The last time I touched code is some time in April of 2009. At that time, I accepted the new role as Project Manager for Maya and Mudbox (2 GREAT 3D applications from Alias/Autodesk). The condition was that I had to close all the work at my plate at that point. My previous role was Software Developer (C++) and what I was developing the anti-piracy module that was linked with applications and made sure that nobody was running the software without proper license. At least made it hard to do so, because,we all know that in real world, anything can be hacked.
Since then, I have tried to clean up the shelves on my brain and make room for Project Management stuff, Scrum Master stuff, Agile/Scrum/Lean stuff. I have to admit that Lean is the new Love of my professional life right now. But then, at some point, when the discussion comes on how to improve the development and delivery, I find myself still connected with my first professional love, development.
I am very lucky to have worked at Alias/AliasWavefront for 11 years. When I started there, I was pretty green into development thinking and practices. And then I found myself in the middle of a very smart, mature, passionate and intelligent group of developers and network administrators. All I had to do is listen, notice and LEARN from their experience and maturity. That is where I have seen how a good team of developers is setup, works and delivers. Discussions were constructive, new ideas and experiences shared and welcomed, a very healthy competition between developers and a very helpful Infrastructure team that supported new ideas and positive improvements.
That is a picture that I want to take with me and bring it everywhere I work. That is the kind of environment I want to see everywhere where there are developers and network people working together. So when the transformation hit this need, I volunteered to be part of this project, Tooling strategy. I have to admit that getting back into development mode after so long, it is scary. But my daring and challenging nature always pushes me toward scary areas. so I can prove myself to myself more than to others.
In 4 days, I was able to setup my machine with the right environment, install Java 5 times, started/stopped Glassfish server 10 times, started/stopped MySQL server 6 times, ran ANT n times, deployed to Glassfish n-10 times, installed Jenkins 2 times, started/stopped Jenkins 5 times, ran Jenkins Build job 42 times, ran Jenkins deploy job 8 times.

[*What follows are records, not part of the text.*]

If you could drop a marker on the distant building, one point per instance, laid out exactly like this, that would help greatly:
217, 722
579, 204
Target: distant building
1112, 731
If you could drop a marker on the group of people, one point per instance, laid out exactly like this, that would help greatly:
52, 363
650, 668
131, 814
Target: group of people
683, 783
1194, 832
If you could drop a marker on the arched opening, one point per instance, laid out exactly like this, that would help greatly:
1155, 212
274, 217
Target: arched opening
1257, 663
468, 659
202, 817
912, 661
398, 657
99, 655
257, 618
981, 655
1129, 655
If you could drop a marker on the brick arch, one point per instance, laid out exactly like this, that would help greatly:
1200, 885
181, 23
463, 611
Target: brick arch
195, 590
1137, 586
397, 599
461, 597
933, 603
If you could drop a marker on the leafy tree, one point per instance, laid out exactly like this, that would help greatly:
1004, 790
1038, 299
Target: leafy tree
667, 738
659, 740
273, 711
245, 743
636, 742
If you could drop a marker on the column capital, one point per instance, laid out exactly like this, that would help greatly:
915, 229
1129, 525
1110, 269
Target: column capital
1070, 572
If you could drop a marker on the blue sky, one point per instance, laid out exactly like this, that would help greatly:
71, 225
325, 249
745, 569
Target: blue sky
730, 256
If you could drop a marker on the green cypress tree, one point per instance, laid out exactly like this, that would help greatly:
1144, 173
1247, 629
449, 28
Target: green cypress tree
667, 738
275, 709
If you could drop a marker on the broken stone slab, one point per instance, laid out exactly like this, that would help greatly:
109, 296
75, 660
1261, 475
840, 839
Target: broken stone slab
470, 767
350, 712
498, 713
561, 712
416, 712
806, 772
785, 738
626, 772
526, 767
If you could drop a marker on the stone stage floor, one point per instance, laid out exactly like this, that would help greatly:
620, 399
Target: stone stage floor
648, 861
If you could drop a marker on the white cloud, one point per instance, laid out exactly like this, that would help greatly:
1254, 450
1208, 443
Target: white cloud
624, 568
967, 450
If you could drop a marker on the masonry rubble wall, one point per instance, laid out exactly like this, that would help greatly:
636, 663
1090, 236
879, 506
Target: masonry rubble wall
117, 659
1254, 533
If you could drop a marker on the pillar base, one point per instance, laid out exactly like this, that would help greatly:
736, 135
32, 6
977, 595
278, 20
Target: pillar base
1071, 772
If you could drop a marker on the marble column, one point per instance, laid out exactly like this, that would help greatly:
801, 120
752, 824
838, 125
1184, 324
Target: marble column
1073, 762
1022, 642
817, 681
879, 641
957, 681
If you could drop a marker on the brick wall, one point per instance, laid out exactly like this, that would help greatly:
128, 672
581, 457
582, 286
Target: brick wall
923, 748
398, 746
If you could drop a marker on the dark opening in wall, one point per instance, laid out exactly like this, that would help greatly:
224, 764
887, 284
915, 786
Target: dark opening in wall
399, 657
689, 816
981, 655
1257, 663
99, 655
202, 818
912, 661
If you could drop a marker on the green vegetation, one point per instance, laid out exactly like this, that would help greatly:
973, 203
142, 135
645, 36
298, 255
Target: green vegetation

At the end, I had a basic example of Petcatalog, all up and running, automated build and deployment build all set.
It was 1:30 am when the deployment script ran successfully and a sunny icon showed up beside the Jenkins job. WHAT A FEELING!! Really proud of myself for a while.
And then, the next step is to move this to Maven. and then will be the addition of linking with WebSphere. And then... a lot to come.
Looking back in retrospective, everything I have done in my life, is gluing together in the Coach role. Development is helping me to help developers, teaching is helping me explain things in a simple way, Program Management and Scrum Master-ing are helping me to translate Agile to traditional PMs, my personal interest in psychology is helping me model the way I talk with people and my personal experience as a mother helps me forgive everyone frustrated with the transformation process.
I feel that merging all these together will be the key of my role. I just have to get very good at it. Lots of road ahead of me, and it is NOT on a dark tunnel!